Pasini D, Bracken AP, Jensen MR et al.Suz12 is essential for mouse development and for EZH2 histone methyltransferase activity. EMBO J 23:4061-4071

European Institute of Oncology, Milan, Italy.
The EMBO Journal (Impact Factor: 10.43). 11/2004; 23(20):4061-71. DOI: 10.1038/sj.emboj.7600402
Source: PubMed

ABSTRACT

SUZ12 is a recently identified Polycomb group (PcG) protein, which together with EZH2 and EED forms different Polycomb repressive complexes (PRC2/3). These complexes contain histone H3 lysine (K) 27/9 and histone H1 K26 methyltransferase activity specified by the EZH2 SET domain. Here we show that mice lacking Suz12, like Ezh2 and Eed mutant mice, are not viable and die during early postimplantation stages displaying severe developmental and proliferative defects. Consistent with this, we demonstrate that SUZ12 is required for proliferation of cells in tissue culture. Furthermore, we demonstrate that SUZ12 is essential for the activity and stability of the PRC2/3 complexes in mouse embryos, in tissue culture cells and in vitro.

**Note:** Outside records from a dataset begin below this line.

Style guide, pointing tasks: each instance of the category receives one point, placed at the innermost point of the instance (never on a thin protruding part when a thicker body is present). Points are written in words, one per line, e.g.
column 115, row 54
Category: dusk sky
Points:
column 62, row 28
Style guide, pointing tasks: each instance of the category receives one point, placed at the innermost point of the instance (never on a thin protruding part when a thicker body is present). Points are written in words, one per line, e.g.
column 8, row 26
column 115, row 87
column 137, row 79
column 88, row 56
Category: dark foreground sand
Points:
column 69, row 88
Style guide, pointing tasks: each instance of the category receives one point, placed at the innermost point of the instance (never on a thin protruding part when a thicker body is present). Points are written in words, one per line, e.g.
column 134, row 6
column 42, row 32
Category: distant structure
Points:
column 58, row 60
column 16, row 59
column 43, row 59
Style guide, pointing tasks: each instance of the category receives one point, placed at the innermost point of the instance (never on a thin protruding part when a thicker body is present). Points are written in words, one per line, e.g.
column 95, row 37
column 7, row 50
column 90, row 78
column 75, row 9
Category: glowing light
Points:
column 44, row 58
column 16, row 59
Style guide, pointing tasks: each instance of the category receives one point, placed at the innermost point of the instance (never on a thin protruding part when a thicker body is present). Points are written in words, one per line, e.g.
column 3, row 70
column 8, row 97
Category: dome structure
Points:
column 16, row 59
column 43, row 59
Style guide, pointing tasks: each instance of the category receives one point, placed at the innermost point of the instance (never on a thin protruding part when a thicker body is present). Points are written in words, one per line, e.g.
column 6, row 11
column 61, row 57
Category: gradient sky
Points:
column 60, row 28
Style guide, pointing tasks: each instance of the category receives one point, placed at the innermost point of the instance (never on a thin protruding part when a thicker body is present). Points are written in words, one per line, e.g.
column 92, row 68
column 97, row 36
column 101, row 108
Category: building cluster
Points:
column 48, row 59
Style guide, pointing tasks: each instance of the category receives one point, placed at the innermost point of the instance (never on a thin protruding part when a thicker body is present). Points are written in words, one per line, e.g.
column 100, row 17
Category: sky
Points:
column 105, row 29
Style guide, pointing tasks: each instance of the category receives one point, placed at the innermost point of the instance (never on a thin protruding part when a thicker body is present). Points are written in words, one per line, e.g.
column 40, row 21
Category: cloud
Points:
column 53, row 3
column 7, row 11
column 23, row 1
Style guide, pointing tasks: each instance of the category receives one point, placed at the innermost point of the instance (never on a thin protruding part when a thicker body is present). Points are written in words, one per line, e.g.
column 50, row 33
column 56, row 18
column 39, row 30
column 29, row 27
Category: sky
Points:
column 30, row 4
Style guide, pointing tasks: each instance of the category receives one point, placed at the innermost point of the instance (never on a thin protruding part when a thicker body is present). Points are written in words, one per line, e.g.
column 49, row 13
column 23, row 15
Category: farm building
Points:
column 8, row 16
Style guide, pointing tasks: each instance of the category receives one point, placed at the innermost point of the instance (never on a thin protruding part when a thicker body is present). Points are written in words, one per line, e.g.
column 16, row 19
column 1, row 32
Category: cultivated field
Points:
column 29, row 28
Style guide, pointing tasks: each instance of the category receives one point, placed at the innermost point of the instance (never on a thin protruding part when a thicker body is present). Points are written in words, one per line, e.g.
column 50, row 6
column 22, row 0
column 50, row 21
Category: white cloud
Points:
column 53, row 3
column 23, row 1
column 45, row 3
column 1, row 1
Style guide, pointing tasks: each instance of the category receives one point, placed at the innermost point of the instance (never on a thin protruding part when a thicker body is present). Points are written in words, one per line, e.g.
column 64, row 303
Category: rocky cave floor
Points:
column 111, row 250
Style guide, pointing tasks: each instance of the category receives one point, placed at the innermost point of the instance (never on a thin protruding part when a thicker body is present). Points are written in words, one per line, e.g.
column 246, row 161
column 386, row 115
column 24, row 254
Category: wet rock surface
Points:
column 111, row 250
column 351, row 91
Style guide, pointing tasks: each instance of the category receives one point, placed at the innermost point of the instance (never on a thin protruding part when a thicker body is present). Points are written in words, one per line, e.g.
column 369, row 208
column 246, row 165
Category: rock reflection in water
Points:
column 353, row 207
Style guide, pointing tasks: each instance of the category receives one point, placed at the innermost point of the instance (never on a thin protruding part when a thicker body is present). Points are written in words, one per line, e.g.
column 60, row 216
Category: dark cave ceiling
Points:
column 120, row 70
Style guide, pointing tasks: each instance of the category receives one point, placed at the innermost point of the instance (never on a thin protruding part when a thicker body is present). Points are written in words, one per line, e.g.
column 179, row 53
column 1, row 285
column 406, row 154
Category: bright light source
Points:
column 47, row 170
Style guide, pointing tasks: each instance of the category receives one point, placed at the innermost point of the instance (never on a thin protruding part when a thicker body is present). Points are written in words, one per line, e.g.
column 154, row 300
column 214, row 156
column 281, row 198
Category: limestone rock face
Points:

Strikingly, Suz12-deficient embryos show a specific loss of di- and trimethylated H3K27, demonstrating that Suz12 is indeed essential for EZH2 activity in vivo. In conclusion, our data demonstrate an essential role of SUZ12 in regulating the activity of the PRC2/3 complexes, which are required for regulating proliferation and embryogenesis.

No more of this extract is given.